I want to thank Walid Hanna, from the local Iraqi community, who also runs our annual soccer tournament—the Iraqi Unity Cup. He does a tremendous job in terms of social cohesion. I also want to thank Ali Awan, from our local Pakistani community, who is also responsible for organising the Multicultural Eid Festival—I look forward to attending that again in June this year; Joseph Todaro; Karen Sherry; Louie Josef, from the Chaldean community—Louie is a wonderful supporter of the work that we do and a conduit into the Chaldean community, and I want to thank him for making my job much easier; Thomas Keplar; and Thekla Scarcella. Thekla is one of those wonderful migrant women who has managed—apart from working in factories—to write lots of stories, again indicating that those migrants who came here did have skills other than the ones that were put to use in a factory. So thank you, Thekla, for being who you are.

Thank you to John Patsikatheodorou, Anthony Calfapietra and Upul Chandana, and to Joseph and Sheena Haweil. I want to congratulate Joseph Haweil, in particular, who was recently elected to the Hume City Council. Our council has changed, with lots of young people replacing the old guard, and Joseph is going to do a great job as a local councillor. Thank you to Peter Perna, a stalwart of the Italian community and one of the founding fathers of the Italian club in Sunshine; to Terri McNaughton; and to Chandra Bamunusinghe, who is from the Sri Lankan community—and I look forward to attending their annual oil lamp ceremony in a couple of weeks time, which usually takes place on a very cold morning in April.

I want to thank David Carroll; Cheryl Woods; Peter Ryan; Ted Haydon; Jana Taylor and Geoff Porter, both councillors at Hume City Council; Ray Gorman, an old postie and someone who fought very hard for the rights of post office workers; Ramazan Altintas, who is very well known in the community as the founder of the Turkish RSL Club; John Walsh, the founder of the Bridge of Hope Foundation; Kathleen Wallace; and Saqib Awan and Uzma Rubab, who are members of the newly emerging international Pakistani students community and who are teaching me a whole new world about the thinking and psychology of newer migrants to this country, who come here as international students and choose to stay as residents.

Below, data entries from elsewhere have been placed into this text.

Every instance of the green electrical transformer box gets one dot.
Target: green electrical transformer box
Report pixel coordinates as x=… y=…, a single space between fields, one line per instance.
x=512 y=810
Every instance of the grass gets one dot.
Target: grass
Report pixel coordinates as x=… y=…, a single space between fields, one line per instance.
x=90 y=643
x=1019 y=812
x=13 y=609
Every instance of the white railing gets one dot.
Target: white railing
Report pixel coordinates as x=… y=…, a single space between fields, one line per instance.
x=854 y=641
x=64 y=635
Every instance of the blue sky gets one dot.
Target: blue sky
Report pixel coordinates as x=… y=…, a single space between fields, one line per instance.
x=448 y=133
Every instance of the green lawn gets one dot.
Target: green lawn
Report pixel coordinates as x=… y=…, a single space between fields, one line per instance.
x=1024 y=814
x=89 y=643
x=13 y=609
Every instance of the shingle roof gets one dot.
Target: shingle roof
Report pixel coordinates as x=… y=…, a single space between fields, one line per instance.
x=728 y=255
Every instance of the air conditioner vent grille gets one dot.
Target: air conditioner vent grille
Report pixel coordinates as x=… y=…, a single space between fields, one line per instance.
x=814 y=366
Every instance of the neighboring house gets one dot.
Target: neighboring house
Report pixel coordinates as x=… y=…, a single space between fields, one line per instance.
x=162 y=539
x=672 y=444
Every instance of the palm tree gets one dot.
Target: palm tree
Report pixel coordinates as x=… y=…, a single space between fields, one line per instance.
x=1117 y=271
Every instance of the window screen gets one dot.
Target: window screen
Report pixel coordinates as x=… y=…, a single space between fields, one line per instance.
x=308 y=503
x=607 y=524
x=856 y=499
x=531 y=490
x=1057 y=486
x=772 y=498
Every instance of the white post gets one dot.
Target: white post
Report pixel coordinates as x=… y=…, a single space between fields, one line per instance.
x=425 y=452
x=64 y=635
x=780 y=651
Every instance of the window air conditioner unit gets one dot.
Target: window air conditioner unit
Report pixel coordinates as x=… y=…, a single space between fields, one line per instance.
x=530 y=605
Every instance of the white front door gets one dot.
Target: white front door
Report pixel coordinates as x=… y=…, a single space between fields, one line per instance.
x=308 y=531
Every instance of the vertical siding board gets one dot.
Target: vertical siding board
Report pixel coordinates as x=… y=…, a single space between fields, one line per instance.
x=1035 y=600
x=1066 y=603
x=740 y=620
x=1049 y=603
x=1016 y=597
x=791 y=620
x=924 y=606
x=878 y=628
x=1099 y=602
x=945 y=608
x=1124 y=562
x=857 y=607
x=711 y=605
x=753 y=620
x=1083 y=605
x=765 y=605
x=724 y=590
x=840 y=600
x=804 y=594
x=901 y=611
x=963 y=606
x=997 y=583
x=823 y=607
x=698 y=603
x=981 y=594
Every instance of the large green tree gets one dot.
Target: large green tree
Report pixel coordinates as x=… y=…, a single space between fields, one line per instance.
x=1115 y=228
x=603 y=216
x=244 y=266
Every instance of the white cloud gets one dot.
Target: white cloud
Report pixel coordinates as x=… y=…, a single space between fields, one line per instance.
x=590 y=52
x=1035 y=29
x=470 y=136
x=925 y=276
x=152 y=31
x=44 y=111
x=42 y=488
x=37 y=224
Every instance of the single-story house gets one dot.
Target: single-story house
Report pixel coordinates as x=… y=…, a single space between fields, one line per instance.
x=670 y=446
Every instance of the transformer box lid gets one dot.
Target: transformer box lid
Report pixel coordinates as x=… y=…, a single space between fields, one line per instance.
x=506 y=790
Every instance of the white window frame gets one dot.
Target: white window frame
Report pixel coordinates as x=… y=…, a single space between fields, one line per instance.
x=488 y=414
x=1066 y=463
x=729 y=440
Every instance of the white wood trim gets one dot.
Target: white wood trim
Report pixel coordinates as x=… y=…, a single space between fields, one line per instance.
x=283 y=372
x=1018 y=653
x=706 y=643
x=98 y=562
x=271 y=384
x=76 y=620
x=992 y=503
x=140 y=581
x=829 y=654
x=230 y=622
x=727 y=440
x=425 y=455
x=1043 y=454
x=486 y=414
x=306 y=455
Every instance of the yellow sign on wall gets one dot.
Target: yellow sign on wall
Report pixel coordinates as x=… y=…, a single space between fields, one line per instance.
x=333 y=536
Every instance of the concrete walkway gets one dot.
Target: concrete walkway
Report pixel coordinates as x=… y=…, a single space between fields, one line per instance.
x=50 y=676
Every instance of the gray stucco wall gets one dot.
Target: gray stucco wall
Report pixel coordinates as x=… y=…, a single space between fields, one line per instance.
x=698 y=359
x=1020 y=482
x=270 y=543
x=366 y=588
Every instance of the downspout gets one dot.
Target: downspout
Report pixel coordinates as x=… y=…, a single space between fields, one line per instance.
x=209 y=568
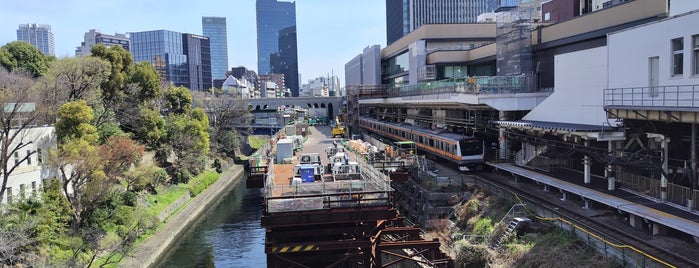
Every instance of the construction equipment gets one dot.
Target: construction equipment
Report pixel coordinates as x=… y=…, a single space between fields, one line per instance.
x=338 y=129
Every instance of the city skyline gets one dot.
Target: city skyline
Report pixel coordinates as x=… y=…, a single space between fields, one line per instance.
x=330 y=33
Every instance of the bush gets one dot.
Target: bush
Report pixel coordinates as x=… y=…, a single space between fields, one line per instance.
x=469 y=255
x=179 y=175
x=201 y=182
x=130 y=198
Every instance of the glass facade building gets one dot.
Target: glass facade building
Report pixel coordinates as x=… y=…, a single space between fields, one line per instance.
x=276 y=41
x=198 y=51
x=502 y=5
x=170 y=52
x=215 y=29
x=39 y=35
x=404 y=16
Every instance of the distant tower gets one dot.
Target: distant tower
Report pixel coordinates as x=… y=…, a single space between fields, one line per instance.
x=181 y=59
x=94 y=37
x=39 y=35
x=404 y=16
x=215 y=29
x=276 y=41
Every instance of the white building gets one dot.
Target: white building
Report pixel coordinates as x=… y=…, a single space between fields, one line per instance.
x=650 y=62
x=322 y=87
x=669 y=58
x=94 y=37
x=39 y=35
x=240 y=88
x=30 y=175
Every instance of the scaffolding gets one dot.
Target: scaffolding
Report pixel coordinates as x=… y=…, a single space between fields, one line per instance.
x=513 y=42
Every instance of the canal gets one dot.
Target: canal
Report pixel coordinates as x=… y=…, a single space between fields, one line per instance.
x=230 y=235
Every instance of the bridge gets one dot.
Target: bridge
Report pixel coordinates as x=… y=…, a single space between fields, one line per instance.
x=334 y=105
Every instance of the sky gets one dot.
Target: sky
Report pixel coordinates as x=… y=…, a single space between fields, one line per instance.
x=329 y=32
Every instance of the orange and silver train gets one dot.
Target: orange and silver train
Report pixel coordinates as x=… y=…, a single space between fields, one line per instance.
x=467 y=152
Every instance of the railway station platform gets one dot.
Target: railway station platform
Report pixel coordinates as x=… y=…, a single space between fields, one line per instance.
x=634 y=204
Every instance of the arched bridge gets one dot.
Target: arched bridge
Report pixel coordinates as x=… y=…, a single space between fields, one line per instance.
x=334 y=105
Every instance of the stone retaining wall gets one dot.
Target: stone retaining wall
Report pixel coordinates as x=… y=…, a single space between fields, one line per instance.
x=151 y=251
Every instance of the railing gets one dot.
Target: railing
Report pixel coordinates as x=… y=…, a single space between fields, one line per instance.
x=373 y=189
x=676 y=194
x=684 y=96
x=626 y=255
x=469 y=85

My thanks to Peter Massey and Daniel Grayson. Thank you, Daniel, for being so passionate and caring about refugees. Daniel visits some of the people who have been in our local Melbourne immigration transit centre for a long time. I would also like to thank Richard Donaldson and Sarah Angus; Jess Awad; Sam Caruso; Fatima Hoblos; Yousef Alreemawi; Troy Atanasovski; Burhan Eren; Paskal El Ali, Don Townsend; Janet Curtain—my Janet Curtain, who is an advocate for people with disability. I want to thank her for her brightness, positivity and optimism. I thank Meni Malkos, also a great crusader for animal rights and Amnesty International; George Johnson; and Chris and Despina Havelas, in particular Despina, who established Autism Angels and works hard for children with autism.

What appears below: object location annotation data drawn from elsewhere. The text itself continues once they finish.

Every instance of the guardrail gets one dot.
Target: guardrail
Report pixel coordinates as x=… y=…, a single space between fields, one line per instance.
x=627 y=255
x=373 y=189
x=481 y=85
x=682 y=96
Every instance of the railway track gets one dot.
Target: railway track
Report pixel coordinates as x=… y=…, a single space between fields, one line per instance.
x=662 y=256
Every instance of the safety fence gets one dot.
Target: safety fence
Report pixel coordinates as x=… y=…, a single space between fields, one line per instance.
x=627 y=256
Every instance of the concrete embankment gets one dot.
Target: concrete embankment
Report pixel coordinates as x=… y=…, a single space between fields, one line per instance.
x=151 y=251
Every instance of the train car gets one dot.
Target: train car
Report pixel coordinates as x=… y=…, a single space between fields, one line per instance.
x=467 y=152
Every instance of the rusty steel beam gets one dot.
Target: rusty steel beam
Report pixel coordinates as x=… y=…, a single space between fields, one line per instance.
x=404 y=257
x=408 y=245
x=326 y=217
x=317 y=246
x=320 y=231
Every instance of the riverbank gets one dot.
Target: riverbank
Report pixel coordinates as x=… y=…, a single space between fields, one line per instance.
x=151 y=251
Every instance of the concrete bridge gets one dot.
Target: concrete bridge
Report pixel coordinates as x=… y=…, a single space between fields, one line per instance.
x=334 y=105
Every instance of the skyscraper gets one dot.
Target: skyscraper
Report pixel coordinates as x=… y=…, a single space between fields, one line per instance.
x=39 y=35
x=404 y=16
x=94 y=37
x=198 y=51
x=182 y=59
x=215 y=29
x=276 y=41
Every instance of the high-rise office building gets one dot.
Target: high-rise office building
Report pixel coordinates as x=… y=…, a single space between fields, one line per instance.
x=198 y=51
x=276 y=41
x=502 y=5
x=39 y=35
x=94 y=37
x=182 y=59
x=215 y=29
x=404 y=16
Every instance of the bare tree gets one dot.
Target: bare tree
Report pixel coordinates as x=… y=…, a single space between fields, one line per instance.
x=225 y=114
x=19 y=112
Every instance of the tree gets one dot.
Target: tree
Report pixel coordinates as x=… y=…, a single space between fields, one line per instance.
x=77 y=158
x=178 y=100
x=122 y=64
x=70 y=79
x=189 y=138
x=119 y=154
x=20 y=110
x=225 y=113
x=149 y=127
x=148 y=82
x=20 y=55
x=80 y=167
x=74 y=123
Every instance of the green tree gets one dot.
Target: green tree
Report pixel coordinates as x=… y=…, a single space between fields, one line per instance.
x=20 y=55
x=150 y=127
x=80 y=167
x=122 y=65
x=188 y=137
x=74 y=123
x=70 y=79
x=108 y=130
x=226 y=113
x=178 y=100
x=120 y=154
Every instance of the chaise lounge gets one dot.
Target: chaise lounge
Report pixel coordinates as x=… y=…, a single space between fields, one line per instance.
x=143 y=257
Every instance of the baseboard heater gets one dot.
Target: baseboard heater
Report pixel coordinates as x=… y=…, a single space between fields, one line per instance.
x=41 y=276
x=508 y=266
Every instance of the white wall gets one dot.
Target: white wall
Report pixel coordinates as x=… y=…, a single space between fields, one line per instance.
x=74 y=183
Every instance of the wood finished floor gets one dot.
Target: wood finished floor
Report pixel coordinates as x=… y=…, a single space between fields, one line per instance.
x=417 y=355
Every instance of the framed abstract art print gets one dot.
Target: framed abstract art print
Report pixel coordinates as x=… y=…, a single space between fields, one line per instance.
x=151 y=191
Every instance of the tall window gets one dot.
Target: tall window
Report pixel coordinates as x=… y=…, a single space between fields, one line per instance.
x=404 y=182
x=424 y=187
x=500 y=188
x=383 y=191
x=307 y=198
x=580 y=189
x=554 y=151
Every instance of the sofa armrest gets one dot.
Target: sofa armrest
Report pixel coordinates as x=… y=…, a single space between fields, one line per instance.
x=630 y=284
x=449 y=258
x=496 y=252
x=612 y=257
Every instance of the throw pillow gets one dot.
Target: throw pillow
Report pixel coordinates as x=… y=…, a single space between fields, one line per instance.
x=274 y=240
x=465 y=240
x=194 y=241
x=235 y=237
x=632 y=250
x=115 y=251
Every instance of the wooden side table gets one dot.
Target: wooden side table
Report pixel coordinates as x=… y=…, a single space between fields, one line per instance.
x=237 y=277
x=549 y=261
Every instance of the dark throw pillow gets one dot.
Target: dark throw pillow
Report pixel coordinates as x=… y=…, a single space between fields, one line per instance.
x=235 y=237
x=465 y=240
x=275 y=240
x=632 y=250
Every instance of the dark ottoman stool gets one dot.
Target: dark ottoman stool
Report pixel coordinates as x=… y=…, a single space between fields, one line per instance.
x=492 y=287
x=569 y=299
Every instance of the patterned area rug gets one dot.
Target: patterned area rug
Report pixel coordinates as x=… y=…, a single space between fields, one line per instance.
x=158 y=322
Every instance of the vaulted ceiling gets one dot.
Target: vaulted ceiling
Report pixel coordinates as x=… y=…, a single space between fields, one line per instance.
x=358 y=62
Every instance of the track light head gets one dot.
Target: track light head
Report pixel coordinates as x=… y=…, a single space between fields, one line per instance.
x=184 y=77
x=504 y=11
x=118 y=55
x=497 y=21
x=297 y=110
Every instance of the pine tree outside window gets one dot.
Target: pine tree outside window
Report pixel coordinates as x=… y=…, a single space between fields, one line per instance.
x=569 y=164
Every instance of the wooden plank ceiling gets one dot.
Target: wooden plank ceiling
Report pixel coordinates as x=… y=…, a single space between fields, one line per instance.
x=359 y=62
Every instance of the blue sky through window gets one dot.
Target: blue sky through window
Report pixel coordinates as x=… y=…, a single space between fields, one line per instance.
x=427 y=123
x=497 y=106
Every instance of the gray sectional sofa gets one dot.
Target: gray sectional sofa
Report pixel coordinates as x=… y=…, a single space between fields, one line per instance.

I really need to thank my family—my husband, Michalis, and my children, Stavros and Stella—who have been with me on this journey. I know we do not often talk about it, but balancing family life and this job is very, very difficult. My children were six and eight when I came here. They are now adults. I know that we all reflect on how that impacts on our families, but I have a wonderful community that understands that. I can talk to them about it and feel supported, not only by the community but by my family as well. I want to thank them very much.